20.5.1 Preprocessing: Fix the Data
- Resampling: Oversample underrepresented groups or undersample majority groups
- Reweighting: Assign higher loss weights to underrepresented groups
- Data augmentation: Generate synthetic examples for minority groups
- Better labels: Define outcomes that capture true health status, not healthcare utilization
from sklearn.utils import resample
# Oversample minority group
minority_mask = demographics['race'] == 'minority'
X_minority = X_train[minority_mask]
y_minority = y_train[minority_mask]
X_upsampled, y_upsampled = resample(
X_minority, y_minority,
n_samples=len(X_train[~minority_mask]),
random_state=42
)
X_balanced = pd.concat([X_train[~minority_mask], X_upsampled])
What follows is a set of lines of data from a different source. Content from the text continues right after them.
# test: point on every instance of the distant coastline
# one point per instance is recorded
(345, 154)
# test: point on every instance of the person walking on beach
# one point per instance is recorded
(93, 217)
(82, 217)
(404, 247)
y_balanced = pd.concat([y_train[~minority_mask], y_upsampled])20.5.2 In-Processing: Train Fairly
- Adversarial debiasing: Train a model that cannot predict protected attributes from its representations
- Fairness constraints: Add penalties to the loss function for fairness violations
- Multi-objective optimization: Optimize accuracy and fairness jointly
Libraries like Fairlearn provide implementations:
from fairlearn.reductions import ExponentiatedGradient, EqualizedOdds
# Train with equalized odds constraint
mitigator = ExponentiatedGradient(
base_estimator,
constraints=EqualizedOdds()
)
mitigator.fit(X_train, y_train, sensitive_features=A_train)20.5.3 Post-Processing: Adjust Predictions
- Threshold adjustment: Use different classification thresholds per group to equalize metrics
- Calibration: Ensure predictions are well-calibrated within each group
- Reject option: Abstain from prediction when confidence differs substantially across groups
import numpy as np
# Different thresholds to equalize sensitivity
thresholds = {'group_A': 0.5, 'group_B': 0.35}
y_pred_adjusted = np.where(
group == 'A',
y_prob > thresholds['group_A'],
y_prob > thresholds['group_B']
)20.5.4 Limitations of Technical Fixes
Technical interventions can help but cannot solve structural problems:
- If training data doesn’t include a group, no algorithm can serve them fairly
- If ground truth labels are biased, fairness constraints just rearrange the bias
- If the deployment context differs from training, fairness may not transfer
Fairness in AI requires both technical tools and institutional change: better data collection, diverse development teams, community input, and ongoing monitoring.
20.6 Building Equitable AI Systems
Beyond technical metrics, consider:
- Who is harmed? Identify the stakeholders most at risk from errors
- Who benefits? Ensure gains are distributed equitably
- Who decides? Include affected communities in development
- What are the alternatives? Is AI the right solution, or would resources be better spent on direct care?
Document fairness considerations in model cards (Mitchell et al. 2019) and monitor for drift after deployment. Fairness is not a checkbox—it requires ongoing attention throughout the AI lifecycle.